The significance of the third eye of knowledge is that it destroys all the sorrow, pain or unhappiness that is born of ignorance. As we study in Vedanta, all forms of unhappiness result from an ignorance of the true nature of the Self,or an ignorance of the true nature of Reality. They could also be the result of having a wrong perception of the Self. Only knowledge can remove this wrong perception and give us the right perception. Lord Siva embodies this knowledge.
Two adjectives are used to describe Lord Siva, sugandhim and pustivardhanam. Sugandhim means one who is fragrant. Pustivardhanam means one who gives nourishment. Lord Siva is said to be fragrant with goodness and virtues. He embodies all the virtues and goodness. Pustivardhanam is the one who always showers his grace upon the devotees and provides nourishment at both the physical level and the spiritual level.

The first line, om tryambakam yajämahe sugandhim pustiivardhanam, says that we worship this Lord Siva, who destroys ignorance and bestows grace. The second line is a prayer: urvärukamiva bandhanän mrtyormuksiya mä’mrtät, O Lord release us from the bondage of death.
The word death can be understood in different ways. One way is see it as being physical death. Death can also be understood as being nothing but ignorance. We can chant this prayer to the Lord for release from our suffering at the level of the body, our suffering at the level of the mind, or the suffering that arises from ignorance. Please release us from the bondage of death, of suffering, and of ignorance, and give us liberation or release.

How do we want to be released? There is a very beautiful example here of the urvaruka, a sweet cucumber-like fruit. This fruit grows on a creeper and when it is ripe, separates from the creeper effortlessly. We pray that we may be released from pain, suffering, and ignorance as effortlessly as the ripe urvaruka fruit separates from the creeper. The reference is also to the ripe urvaruka, which is fragrant, tender, and sweet, unlike the unripe fruit, which is hard and sometimes bitter or sour. Therefore, we also pray to the Lord to make our mind like the ripe and delicious urvaruka fruit; ready for the knowledge that will release us from the bondage of death. Freedom from the bondage of death is understood as immortality, which is our nature. The prayer asks the Lord to separate us from death, but not immortality. May we abide in immortality that is our nature!

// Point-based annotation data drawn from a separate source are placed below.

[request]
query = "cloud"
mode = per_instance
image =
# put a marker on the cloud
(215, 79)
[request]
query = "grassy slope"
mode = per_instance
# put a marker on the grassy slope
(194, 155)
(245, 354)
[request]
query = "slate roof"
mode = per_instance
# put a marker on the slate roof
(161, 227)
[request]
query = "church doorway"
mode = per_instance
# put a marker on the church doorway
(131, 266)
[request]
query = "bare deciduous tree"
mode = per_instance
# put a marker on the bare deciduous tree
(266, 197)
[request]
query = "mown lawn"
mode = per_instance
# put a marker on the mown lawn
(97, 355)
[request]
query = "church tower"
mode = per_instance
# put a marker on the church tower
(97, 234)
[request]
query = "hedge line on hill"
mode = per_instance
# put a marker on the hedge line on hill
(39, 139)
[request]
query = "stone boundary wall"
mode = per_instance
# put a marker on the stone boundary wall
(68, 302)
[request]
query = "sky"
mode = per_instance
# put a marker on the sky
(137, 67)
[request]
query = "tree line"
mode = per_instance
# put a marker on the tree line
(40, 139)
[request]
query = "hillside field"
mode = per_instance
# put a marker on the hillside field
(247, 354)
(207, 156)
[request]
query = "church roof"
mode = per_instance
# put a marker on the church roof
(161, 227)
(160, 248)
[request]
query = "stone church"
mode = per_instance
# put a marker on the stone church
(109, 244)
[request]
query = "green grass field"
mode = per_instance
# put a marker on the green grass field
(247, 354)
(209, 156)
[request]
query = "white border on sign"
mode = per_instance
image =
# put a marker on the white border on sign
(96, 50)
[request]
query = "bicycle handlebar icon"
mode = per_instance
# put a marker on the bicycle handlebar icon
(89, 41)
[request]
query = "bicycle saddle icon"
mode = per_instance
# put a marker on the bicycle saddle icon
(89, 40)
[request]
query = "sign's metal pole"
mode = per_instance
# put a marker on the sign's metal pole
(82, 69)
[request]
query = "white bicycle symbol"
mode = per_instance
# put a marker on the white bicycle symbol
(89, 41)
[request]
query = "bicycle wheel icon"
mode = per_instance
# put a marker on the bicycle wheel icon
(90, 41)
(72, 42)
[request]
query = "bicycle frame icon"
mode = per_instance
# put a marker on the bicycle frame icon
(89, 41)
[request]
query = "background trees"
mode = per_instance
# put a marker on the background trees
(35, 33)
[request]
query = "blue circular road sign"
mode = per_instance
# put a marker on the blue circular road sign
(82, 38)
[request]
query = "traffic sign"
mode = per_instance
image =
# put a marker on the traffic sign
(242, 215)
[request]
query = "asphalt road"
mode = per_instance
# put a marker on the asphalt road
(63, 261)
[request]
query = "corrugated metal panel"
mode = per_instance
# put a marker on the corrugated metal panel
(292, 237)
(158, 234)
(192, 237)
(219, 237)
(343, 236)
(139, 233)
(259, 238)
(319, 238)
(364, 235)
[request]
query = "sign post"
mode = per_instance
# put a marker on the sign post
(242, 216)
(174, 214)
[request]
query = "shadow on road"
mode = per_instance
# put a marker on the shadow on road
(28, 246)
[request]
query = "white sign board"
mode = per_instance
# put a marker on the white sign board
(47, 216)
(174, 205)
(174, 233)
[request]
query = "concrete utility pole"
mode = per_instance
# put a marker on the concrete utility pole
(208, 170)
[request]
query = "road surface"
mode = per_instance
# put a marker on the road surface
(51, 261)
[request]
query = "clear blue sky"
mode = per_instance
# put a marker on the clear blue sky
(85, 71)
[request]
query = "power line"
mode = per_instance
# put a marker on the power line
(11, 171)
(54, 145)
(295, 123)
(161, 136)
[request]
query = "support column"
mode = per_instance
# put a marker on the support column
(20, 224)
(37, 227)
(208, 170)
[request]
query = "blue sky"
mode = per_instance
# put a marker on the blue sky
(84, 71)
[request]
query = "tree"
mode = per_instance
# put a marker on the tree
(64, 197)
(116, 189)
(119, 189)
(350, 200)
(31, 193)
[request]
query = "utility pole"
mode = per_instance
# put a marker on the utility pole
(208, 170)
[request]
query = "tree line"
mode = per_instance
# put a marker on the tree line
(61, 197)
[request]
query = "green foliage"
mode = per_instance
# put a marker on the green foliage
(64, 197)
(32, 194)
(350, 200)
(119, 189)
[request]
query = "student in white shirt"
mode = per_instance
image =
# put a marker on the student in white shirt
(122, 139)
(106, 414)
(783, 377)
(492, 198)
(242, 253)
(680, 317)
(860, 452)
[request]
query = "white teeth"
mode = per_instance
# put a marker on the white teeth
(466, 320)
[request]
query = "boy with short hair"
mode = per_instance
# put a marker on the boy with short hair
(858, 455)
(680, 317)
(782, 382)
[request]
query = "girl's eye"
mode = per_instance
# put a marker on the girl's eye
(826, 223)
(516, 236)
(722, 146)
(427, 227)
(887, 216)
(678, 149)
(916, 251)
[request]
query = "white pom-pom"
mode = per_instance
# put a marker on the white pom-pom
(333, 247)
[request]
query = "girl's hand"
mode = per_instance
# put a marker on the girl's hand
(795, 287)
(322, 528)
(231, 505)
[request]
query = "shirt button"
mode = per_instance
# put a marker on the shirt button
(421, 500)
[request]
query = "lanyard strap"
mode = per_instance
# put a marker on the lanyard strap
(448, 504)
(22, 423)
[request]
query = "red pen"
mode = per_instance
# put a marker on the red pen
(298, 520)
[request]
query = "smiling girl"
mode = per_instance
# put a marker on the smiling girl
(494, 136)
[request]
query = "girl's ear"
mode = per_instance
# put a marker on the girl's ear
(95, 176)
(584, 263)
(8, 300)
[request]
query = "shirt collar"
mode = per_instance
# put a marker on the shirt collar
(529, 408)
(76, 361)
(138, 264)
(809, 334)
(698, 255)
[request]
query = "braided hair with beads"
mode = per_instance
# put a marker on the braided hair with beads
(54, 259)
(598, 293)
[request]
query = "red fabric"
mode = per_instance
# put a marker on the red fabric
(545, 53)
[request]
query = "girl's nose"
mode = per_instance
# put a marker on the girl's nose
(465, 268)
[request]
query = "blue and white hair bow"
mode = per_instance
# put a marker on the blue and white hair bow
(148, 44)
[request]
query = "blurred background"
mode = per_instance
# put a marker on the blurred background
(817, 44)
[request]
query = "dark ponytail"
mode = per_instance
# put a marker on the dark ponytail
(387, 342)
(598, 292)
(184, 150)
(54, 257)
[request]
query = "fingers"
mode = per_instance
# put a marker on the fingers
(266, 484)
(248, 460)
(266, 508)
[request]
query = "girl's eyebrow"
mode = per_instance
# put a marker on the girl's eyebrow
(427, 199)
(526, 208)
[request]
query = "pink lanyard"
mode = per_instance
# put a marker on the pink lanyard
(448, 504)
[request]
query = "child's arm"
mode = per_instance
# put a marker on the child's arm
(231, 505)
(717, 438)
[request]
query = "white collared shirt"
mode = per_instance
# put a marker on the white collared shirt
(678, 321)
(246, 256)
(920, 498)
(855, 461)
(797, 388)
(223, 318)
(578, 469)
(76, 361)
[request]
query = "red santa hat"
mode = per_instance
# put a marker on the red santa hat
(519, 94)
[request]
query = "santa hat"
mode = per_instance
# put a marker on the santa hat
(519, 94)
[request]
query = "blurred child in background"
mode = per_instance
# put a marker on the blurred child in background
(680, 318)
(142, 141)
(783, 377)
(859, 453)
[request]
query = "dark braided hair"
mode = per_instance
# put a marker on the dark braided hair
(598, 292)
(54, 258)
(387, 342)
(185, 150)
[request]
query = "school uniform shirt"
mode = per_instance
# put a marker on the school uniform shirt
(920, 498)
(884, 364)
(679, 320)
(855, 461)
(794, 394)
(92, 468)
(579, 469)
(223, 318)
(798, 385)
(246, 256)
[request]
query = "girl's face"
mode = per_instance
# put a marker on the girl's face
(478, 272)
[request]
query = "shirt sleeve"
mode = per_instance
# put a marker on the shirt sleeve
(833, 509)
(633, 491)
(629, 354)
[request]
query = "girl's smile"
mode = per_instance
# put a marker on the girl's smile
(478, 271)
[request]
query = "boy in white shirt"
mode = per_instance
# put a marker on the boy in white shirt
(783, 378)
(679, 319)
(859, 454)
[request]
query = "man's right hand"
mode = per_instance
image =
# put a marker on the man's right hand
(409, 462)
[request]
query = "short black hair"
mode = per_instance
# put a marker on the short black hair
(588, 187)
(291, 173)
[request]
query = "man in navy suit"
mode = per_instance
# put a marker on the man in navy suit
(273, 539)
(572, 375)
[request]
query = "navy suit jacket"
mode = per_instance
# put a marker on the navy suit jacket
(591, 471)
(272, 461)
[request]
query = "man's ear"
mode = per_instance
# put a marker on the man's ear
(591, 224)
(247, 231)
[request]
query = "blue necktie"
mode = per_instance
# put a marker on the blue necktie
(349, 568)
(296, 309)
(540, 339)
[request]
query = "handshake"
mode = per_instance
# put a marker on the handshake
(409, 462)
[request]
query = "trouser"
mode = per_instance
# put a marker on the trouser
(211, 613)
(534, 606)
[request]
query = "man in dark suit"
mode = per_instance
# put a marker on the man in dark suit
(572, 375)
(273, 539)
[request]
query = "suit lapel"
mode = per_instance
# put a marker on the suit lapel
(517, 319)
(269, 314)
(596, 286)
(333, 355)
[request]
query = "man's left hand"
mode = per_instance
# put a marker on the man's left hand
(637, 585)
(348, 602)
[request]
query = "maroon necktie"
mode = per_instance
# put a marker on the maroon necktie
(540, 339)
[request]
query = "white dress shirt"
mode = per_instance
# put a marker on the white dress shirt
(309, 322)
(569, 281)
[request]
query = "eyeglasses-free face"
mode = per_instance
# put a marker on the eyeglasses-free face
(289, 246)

This is a prayer, which heals our mind from sorrow. It also heals the body from its pain and suffering. Students of Vedanta can chant it to be healed from the bondage of ignorance, so that we gain the knowledge to abide in our own true nature. This mantra is also chanted for the welfare of others. When the prayer is chanted with the right intonation, it gives peace and becomes more effective.